Of course, asking hard questions is the easy part; the challenge is in answering them. In the Bank’s defence, the first part of the recovery relied on domestic factors and went more or less according to plan. The government implemented a textbook stimulus program that was timely, targeted and temporary. And Canadian consumers responded to low interest rates by shifting forward purchases of houses and other consumer durables. But there is a limit to how far this growth driver can be pushed before consumer debt goes from being a solution to being a problem in its own right, and we are probably closer to that tipping-point than we would like to be.
The next part of the recovery was supposed to have been driven by investment spending and by a recovery in the rest of the world, but it hasn’t worked out that way. So it could be argued that the Bank’s projections have been thrown off by a recovery in the rest of the world that has stubbornly refused to get off the ground. But a weak world recovery is hardly a convincing explanation: the Bank of Canada has all the tools it needs to carry out its inflation-targeting mandate. As we have seen recently, simply dropping the tightening bias has so far generated a 6 per cent exchange rate depreciation.
Some observers—including Econowatch’s Mike Moffatt—have been calling for looser monetary policy for many months now. (In Mike’s case, these calls go back to mid-2012.) So why did the Bank of Canada stick to its tightening bias for so long? I can think of at least two reasons that don’t amount to saying that the Bank simply dropped the ball—although that possibility can’t be dismissed out of hand:
The low-for-long problem: Everything else being equal, lower interest rates increase asset prices. The risk is that interest rates that are very low for very long could produce the sort of asset price bubbles—especially in housing—that have wreaked havoc in the US and Europe. There was some discussion in the months leading up to the renewal of the Bank of Canada’s inflation target about modifying the mandate to take into account developments in asset markets. These changes didn’t enter the new mandate, but it could be argued that to the extent that higher rates prevented house prices from rising more than they did, the Bank was preventing even greater deviations from target in the future. The fact that these concerns are receding may explain why the Bank recently moved away from the tightening bias.

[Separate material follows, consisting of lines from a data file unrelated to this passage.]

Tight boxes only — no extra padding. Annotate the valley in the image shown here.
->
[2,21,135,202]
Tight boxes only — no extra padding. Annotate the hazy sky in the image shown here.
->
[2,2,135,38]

The beggar-thy-neighbour problem: When it comes to currency wars, the Canadian dollar is like a ninja: it moves quickly, to great effect and no-one seems to notice it. But once the employment losses had been recovered—and while employment in the U.S. was still severely depressed—a weaker CAD could have generated frictions on the international front. So long as the Federal Reserve felt constrained in its efforts to implement unconventional measures such as quantitative easing, a lower Canadian dollar would be viewed as an unwelcome development in the U.S.. Again, now that the U.S. recovery seems to be on much more solid footing, these concerns are also easing.
There may be other scenarios. We’ll probably never know how and why the Bank let inflation drift below target for so long. It would be nice if the Bank’s Governing Council took a page from the Fed’s procedure book and published the minutes of its deliberations.